The useful local pattern is interface-level: graph.json or graph snapshots could be serialized into structural tokens and joined with numeric telemetry observations, action history, and control inputs. The paper does not solve the whole OTEL problem because its experiments are static graph tasks, not graph time series, and it does not model operator actions, intervention effects, or action-conditioned rollouts.

Limitations

  • The method assumes labeled graphs with discrete node and edge symbols. Continuous node or edge features need quantization, a parallel numeric channel, or another typed feature interface.
  • Evidence is mostly graph-level classification and regression.

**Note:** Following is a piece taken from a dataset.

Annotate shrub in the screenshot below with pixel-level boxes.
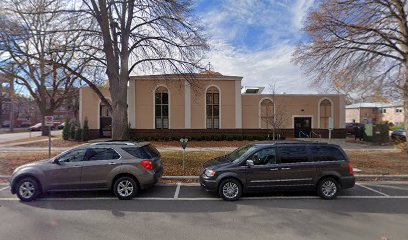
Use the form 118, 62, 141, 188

Node-level and edge-level tasks are harder because BPE can merge the target entity into a larger token.
  • The Transformer still faces context-window limits on large graphs; BPE compression helps but does not remove this constraint.
  • CPP-style serialization has cubic graph-size cost, so the practical large-graph path relies on the linear frequency-guided Eulerian variant.
  • The paper is not evidence for action-conditioned control: no action, control input, intervention, reward, or counterfactual prediction channel is evaluated.

Foundation TSFM Relevance

Agenda slotVerdictEvidenceMissing pieces
Context interfacepartially closesProvides a reversible discrete-token interface for graph structure that can condition a standard Transformer without graph-specific architectural changes.Needs integration with telemetry schema, observation windows, event streams, and action history.
Patch size, dynamic tokenization, and typed interfacesadjacentUses BPE to compress recurring graph substructures into structural tokens, reducing sequence length while preserving decodeability.Does not address numeric observations, timestamps, control inputs, or time-series patching.
Native multivariate encoding and high-channel scalingadjacentCould represent service topology or graph snapshots for graph time series.Needs continuous node/edge features, time alignment, topology changes, and high-channel telemetry tests.
Control and counterfactualsinsufficient evidenceThe method can encode graph context but does not condition future observations on actions.Needs observation + graph + action/control input -> future/reward experiments.

Open Questions

  • Can graph tokenization be made stable for changing service graphs where nodes, edges, and telemetry schemas evolve over time?
  • Should continuous node and edge features be quantized into graph tokens, encoded through typed numeric features, or kept as a parallel observation channel?
  • Does a BPE vocabulary learned from one service graph or organization transfer to another, or does it overfit to local topology motifs?
  • How should graph tokens be interleaved with observation windows, action history, control inputs, and event streams in an action-conditioned world model?